Once a sorority girl,
always a sorority girl! It was the good ol’ college days at Southwest
Missouri State University and the memorable years of cramped living in the Alpha
Delta Pi house on Elm Street where I learned the valuable ‘glue gun skills’ I
have forever appreciated. My days as
Spirit Chair for ADPi developed my organizational, creative and artistic skills
as I presented sisters with “Shinin’ Diamonds” for their outstanding
achievements during our weekly meetings.
Always creative, my college sorority was a great place to channel that
energy into craft time at the looney bin!
I remember once going to Mardi Gras and coming back with bags of cheap
beads and glue gunning them to everything in sight…I made bead covered picture
frames, mirrors and even a trash can! Fast
forward today to post graduate life and I’ve gone through phases of cross-stitch,
painted stained glass, dress making (I could only do just one pattern though)
and scrapbooking.
Most recently, this
super ambitious sorority girl is channeling her ‘glue gun skills’ and is
learning how to quilt. In 2008, my
interest was first peeked in quilting after I did a news story that took me to
the Eddie Mae Herron Center in Pocahontas, Arkansas. There, my photographer and I shot video of a ‘Freedom
Quilt’ that was used by slaves escaping on the Underground Railroad to the
North. Every block on the quilt served
as part of a map that led the slaves to freedom. House slaves would clean the quilts and hang
them on the front porches to dry and as the escaped slaves traveled through,
they would know where to go. The quilt
was beautiful and the concept was amazing to me!
It wasn’t until we
were in Tupelo before I finally took a quilting class. Just by chance I found a “Beginner’s Quilting
Class” at Hobby Lobby and spent every Monday night the youngest of about 10
women. (Where are the Hobby Lobby’s up
here?) Our move to New York left me a few classes short of finishing my
project, so I’m not real versed on much past doing the topper. Fortunately, my mom found a woman in Mt.
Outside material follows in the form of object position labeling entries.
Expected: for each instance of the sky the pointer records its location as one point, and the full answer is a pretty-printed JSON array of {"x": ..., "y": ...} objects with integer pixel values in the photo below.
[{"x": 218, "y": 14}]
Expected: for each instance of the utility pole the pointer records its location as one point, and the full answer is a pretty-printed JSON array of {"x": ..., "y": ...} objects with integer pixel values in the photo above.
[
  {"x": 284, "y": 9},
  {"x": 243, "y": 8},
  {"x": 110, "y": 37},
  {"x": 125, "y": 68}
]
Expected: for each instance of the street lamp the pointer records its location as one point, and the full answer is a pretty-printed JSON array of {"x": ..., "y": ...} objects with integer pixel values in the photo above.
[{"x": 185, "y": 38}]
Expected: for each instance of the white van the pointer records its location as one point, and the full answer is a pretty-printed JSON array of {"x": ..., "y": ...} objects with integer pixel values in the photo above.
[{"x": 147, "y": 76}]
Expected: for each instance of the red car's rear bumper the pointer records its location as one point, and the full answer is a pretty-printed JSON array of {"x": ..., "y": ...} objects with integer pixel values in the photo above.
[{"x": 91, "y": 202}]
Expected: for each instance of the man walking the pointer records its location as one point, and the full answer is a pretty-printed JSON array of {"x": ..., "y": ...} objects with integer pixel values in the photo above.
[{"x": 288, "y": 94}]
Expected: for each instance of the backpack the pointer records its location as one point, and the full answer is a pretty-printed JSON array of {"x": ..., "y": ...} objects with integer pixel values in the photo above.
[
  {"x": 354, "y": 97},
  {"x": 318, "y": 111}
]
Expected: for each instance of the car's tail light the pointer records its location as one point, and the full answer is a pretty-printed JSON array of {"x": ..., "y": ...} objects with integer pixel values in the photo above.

View, Arkansas that machine stitched the top for only $20! Imagine my surprise when my mom entered it for
me in the Butler County Fair in Poplar Bluff, Missouri and it won third place
overall in the miniature quilt division!
Third place overall?!?
If I had to say I had
one regret in life, it would be not taking Home Economics when I was in high
school. I could just kick myself for
passing on that class. To this day, it still
takes me forever to remember which is bigger, the tablespoon or the teaspoon
and I usually call my mom for the majority of my cooking and sewing questions (fortunately
she has a Masters in Home Economics, University of Arkansas ’74). One of the hardest parts about moving to New
York is being so far from my family in Southeast Missouri.
So when my mom was
scheduled for a business meeting in Portland, Maine, she arranged to stop by
and see us before heading back home to the Heartland. That meant getting the guest room ready would
be a challenge! The sorority girl in me
decided rather than buy new bedding, I’d just make it! (That white ribbon was going straight to my
head when I cooked up this idea!) My
apologies to any other quilters in the Clifton Park area, I was the person with
all the books on quilting checked out from the Clifton Park-Halfmoon Library
for the last two months. Even with yards
and yards and yards of fabric, I still had to go back for more after I totally
jacked up half of the quilt…apparently being off a quarter of an inch is a big deal. Thank goodness for those coupons at Jo-Anns!
I ended up making a
duvet cover for the guest bedroom. One
(very complicated) side was the pattern ‘Blue Lagoon’ taken from the book Jelly Roll Quilts and the other side was
an easy 9.5″ x 9.5″ block
pattern.
My version of “Blue Lagoon” in Black
The easy side!
My little stint as Betsy Ross
also produced a throw pillow, which turned way cuter than I would have ever
guessed!
No throwing of this pillow please!
I couldn’t get the matching
shams done before my mom got here, but there are tentative plans for those in
the future and maybe some curtains
too, but we’ll see what happens. I
figure we’ll probably be snowed in all winter and have plenty of time to get to
all of that! Of course, this sorority
girl might be using her ‘glue gun skills’ for a new project by then…who knows?